Two research papers published in Nature Genetics as part of the first round of Pan-Cancer papers also point to the growing focus on profiling tumors. In one paper, researchers at Memorial Sloan-Kettering Cancer Center, New York, analyzed data on more than 3,000 tumor samples from 12 cancer types from TCGA, and determined that a limited number of genetic alterations are responsible for most cancer subtypes. These alterations, no matter what tissue they originated in, fall into two general categories of “oncogenic” signatures: genetic mutations and copy number changes, with many smaller subclasses.   The scientists hope that these results will eventually help to tailor treatment strategies to subsets of patients, resulting in clinical trials based on matching individual patients whose tumors have been profiled – and oncogenic signatures identified and classified – with a corresponding drug or combination of therapies. 

The second study, also appearing in Nature Genetics, examined patterns of changes in the number of gene copies in cells, one of the most common types of mutations that lead to cancer.  Investigators at The Broad Institute, Cambridge, Mass., and Dana-Farber Cancer Institute, Boston, compiled a database of gene copy number changes across genes in 5,000 tumors and 12 cancer types. They used this database to identify 140 regions where these mutations tend to occur most often, pointing to genes in these regions that are likely to contribute to cancer formation. The scientists showed that the patterns of mutations can provide clues as to how these genes contribute to cancer.  These findings clarify how cancers develop and identify genes that are particularly important in cancer initiation, and which may serve as effective therapeutic targets.
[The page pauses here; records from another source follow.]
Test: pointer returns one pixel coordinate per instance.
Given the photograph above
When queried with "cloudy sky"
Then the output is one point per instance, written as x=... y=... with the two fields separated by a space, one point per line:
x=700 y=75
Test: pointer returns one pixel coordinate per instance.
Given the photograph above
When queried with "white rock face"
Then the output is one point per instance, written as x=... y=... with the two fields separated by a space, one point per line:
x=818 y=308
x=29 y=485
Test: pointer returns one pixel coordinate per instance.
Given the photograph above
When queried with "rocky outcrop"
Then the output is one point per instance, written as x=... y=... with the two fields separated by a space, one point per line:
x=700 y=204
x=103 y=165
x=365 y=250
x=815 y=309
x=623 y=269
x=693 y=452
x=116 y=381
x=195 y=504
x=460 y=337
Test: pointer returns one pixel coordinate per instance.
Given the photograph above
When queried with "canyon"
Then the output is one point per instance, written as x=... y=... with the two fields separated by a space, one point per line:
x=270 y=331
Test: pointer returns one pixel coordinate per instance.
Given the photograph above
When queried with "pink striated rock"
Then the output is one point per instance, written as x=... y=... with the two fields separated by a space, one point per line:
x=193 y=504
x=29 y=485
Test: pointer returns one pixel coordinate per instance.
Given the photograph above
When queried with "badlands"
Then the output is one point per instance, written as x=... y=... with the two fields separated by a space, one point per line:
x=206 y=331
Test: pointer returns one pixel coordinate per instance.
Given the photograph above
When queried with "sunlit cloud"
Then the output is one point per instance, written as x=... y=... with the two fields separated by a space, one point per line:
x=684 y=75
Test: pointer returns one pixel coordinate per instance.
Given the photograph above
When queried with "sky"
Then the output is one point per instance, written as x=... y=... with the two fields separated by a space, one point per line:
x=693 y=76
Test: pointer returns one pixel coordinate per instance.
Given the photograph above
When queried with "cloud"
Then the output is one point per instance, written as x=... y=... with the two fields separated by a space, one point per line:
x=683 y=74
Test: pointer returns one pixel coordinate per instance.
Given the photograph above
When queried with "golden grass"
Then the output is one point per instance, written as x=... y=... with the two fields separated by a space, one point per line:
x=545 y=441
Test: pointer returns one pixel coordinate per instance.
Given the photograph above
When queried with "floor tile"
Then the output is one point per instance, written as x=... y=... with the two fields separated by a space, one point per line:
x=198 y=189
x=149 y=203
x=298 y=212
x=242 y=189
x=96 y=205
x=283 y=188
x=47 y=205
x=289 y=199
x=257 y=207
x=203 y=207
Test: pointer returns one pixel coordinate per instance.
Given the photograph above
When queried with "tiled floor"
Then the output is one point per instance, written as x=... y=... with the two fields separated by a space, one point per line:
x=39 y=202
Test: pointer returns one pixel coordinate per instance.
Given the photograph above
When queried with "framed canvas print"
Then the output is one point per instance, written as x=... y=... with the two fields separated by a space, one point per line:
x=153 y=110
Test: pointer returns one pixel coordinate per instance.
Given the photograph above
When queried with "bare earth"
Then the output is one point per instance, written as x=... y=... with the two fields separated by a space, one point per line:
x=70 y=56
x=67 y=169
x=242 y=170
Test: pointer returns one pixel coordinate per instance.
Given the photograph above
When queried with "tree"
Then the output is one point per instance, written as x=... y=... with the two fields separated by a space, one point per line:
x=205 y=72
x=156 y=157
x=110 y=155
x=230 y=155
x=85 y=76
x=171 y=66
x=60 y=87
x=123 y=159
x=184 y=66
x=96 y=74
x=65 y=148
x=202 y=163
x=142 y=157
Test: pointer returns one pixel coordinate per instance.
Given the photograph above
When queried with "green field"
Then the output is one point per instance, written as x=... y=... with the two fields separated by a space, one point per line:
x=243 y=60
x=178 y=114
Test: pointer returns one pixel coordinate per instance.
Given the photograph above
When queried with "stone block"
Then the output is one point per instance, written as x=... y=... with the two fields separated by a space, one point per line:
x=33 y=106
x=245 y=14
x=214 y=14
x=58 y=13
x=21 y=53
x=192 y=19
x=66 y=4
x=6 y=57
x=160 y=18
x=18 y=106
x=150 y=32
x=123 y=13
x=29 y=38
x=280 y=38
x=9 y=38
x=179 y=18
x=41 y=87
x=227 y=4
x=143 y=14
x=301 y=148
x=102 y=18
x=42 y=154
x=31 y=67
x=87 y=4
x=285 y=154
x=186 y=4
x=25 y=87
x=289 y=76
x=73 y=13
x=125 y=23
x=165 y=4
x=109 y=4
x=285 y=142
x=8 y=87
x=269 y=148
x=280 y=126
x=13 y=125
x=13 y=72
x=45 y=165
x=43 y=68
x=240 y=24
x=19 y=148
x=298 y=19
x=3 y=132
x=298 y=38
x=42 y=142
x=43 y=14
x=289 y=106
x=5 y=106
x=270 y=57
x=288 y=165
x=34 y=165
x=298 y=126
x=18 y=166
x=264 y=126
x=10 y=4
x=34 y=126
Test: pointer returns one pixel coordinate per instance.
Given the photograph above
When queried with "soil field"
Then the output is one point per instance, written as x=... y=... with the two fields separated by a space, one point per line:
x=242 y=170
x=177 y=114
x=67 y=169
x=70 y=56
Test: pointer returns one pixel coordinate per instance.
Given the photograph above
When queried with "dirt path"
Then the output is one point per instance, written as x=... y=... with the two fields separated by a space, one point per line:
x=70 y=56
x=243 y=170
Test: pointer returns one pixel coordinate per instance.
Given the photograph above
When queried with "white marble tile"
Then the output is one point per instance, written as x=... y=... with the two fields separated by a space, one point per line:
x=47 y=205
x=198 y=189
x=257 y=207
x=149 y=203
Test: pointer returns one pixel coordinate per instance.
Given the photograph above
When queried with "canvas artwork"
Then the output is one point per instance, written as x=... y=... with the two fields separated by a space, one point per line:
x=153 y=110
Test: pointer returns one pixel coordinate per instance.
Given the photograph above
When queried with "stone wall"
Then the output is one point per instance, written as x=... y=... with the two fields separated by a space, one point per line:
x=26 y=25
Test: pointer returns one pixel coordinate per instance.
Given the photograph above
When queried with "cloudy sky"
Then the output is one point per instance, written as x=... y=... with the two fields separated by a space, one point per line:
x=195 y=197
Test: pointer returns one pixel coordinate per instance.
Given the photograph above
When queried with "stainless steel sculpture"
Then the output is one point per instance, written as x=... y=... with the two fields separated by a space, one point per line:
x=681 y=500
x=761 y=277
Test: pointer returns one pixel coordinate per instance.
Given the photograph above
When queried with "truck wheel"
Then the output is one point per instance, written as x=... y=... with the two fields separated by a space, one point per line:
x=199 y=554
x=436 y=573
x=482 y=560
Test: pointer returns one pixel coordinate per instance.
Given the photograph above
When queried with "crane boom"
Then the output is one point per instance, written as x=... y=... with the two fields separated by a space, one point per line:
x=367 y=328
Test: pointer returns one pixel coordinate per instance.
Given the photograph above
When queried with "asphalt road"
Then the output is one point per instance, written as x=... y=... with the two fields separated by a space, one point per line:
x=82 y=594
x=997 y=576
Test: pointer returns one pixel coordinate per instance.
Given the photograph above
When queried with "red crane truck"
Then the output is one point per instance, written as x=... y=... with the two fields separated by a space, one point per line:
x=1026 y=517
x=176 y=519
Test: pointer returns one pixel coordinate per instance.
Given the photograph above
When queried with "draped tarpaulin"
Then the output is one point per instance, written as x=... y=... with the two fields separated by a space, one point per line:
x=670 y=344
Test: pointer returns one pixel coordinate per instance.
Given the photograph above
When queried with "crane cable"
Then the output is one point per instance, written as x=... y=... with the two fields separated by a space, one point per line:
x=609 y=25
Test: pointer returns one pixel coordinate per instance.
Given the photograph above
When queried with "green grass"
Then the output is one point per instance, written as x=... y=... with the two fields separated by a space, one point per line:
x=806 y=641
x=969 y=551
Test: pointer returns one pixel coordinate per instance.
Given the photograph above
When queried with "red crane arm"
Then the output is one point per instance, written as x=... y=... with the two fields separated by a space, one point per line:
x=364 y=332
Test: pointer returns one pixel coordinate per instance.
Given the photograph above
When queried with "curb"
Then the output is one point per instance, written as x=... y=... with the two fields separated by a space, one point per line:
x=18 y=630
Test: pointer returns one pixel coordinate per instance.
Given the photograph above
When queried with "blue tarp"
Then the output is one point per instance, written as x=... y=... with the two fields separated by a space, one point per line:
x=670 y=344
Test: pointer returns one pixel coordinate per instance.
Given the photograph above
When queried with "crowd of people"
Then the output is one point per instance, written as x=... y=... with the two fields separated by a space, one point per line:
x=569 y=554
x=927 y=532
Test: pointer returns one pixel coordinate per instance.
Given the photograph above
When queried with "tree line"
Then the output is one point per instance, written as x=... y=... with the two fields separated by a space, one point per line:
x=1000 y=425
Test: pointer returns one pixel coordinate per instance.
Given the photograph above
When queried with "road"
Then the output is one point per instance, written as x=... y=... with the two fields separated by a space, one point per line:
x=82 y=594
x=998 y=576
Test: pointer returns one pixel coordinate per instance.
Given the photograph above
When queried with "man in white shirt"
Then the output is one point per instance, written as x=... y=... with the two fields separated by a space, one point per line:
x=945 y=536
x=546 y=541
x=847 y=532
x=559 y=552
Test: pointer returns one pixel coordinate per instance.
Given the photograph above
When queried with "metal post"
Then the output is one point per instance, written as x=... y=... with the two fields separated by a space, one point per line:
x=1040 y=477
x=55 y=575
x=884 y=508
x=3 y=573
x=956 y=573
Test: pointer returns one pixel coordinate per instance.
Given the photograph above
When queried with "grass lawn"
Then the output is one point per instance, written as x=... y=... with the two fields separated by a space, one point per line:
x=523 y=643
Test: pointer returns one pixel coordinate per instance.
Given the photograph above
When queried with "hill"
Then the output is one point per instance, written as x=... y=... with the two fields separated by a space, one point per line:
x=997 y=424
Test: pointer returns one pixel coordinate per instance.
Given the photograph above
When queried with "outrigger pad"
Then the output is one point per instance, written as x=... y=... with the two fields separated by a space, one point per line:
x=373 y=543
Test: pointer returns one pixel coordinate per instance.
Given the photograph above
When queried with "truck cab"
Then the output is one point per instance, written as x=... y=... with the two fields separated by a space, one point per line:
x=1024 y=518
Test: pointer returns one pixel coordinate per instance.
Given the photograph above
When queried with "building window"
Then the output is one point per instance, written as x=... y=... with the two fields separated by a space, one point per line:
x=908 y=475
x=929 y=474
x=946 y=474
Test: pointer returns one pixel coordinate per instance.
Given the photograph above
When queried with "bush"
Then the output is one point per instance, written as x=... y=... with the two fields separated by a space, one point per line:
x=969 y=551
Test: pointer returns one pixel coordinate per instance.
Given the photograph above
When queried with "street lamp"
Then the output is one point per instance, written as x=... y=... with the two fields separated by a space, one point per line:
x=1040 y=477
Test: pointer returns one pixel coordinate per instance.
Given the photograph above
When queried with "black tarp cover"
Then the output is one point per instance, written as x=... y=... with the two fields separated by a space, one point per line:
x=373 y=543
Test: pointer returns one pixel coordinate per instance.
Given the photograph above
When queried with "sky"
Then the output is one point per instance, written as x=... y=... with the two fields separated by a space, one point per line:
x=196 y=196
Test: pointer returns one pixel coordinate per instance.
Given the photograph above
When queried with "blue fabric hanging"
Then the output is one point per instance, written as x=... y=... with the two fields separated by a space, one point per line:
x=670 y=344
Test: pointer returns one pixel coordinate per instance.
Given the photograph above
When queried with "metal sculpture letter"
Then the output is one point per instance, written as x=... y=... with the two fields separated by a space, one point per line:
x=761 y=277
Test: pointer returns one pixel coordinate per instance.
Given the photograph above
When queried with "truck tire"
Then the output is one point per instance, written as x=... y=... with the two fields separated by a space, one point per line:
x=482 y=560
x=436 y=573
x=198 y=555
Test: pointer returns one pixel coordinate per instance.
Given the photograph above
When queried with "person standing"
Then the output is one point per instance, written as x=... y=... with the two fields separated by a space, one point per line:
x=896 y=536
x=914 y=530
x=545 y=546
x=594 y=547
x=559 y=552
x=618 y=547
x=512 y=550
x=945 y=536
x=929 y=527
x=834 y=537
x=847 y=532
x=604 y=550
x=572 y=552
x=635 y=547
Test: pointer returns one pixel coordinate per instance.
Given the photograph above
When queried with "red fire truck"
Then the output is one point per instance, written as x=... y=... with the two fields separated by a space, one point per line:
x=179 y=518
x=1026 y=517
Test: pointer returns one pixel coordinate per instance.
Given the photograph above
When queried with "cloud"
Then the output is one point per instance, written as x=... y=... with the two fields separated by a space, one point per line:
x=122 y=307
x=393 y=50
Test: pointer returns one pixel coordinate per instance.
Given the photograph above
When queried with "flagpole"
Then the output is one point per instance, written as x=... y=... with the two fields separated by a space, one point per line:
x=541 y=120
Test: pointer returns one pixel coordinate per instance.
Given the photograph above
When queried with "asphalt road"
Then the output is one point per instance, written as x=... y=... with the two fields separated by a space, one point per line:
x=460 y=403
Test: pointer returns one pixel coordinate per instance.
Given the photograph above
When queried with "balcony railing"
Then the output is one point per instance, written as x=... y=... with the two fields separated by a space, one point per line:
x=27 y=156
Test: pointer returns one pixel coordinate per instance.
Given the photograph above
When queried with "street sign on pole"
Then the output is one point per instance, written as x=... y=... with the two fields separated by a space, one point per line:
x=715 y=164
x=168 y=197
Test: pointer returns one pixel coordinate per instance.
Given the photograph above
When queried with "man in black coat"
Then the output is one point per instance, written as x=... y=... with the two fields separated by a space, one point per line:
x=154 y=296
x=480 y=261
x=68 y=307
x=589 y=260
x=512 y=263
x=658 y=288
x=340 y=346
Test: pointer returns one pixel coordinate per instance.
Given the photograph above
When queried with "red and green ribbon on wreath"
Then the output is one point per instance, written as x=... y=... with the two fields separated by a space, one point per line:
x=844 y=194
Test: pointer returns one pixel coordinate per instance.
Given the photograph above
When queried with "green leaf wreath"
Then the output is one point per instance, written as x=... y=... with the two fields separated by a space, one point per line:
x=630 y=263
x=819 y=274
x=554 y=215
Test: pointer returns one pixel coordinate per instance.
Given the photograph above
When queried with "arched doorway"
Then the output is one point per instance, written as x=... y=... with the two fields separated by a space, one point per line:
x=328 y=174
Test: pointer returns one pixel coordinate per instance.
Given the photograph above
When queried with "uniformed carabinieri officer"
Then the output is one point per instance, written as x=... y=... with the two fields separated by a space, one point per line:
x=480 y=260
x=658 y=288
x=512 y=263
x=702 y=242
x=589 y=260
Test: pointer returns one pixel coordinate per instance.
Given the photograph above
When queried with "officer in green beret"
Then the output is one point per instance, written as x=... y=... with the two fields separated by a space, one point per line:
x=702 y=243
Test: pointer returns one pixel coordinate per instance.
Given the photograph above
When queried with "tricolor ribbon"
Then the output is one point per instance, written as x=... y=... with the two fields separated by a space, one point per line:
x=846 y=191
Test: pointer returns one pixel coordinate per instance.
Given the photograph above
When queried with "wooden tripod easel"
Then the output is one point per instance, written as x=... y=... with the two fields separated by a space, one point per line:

A grid of blue and red rectangles, with Pan-Cancer integrated subtypes with high scores depicted in red, indicating over-activity, while low scores are depicted in blue, indicating lower activity compared to normal, and with lines interconnecting commonalities
Representation of integrated tissue subtypes (e.g., a BRCA breast gene subtype is depicted in the third row from the bottom) compared to various pathways, depicted vertically ; scores are for the Pan-Cancer integrated subtypes with high scores (red) indicating over-activity while low scores (blue) indicating lower activity compared to normal.

The Pan-Cancer project also brings up a number of directions for the future of cross-tumor analysis, several of which are highlighted in Stuart’s commentary article.  These may include integrating data sources to increase the power of genomic analyses, using molecular profiles to categorize cancers for making treatment decisions , figuring out if “predictive signatures” derived from genes transcend tissue types, and whether or not comprehensive protein analyses using tools such as mass spectrometry can extend the power of  genomic analyses from TCGA.

Most importantly, the answers to many of these questions should help in the design of novel therapies and clinical trials, with the ultimate goal of improving patient care. The dozens of articles expected to comprise the Pan-Cancer research effort in the near future may be key to these answers.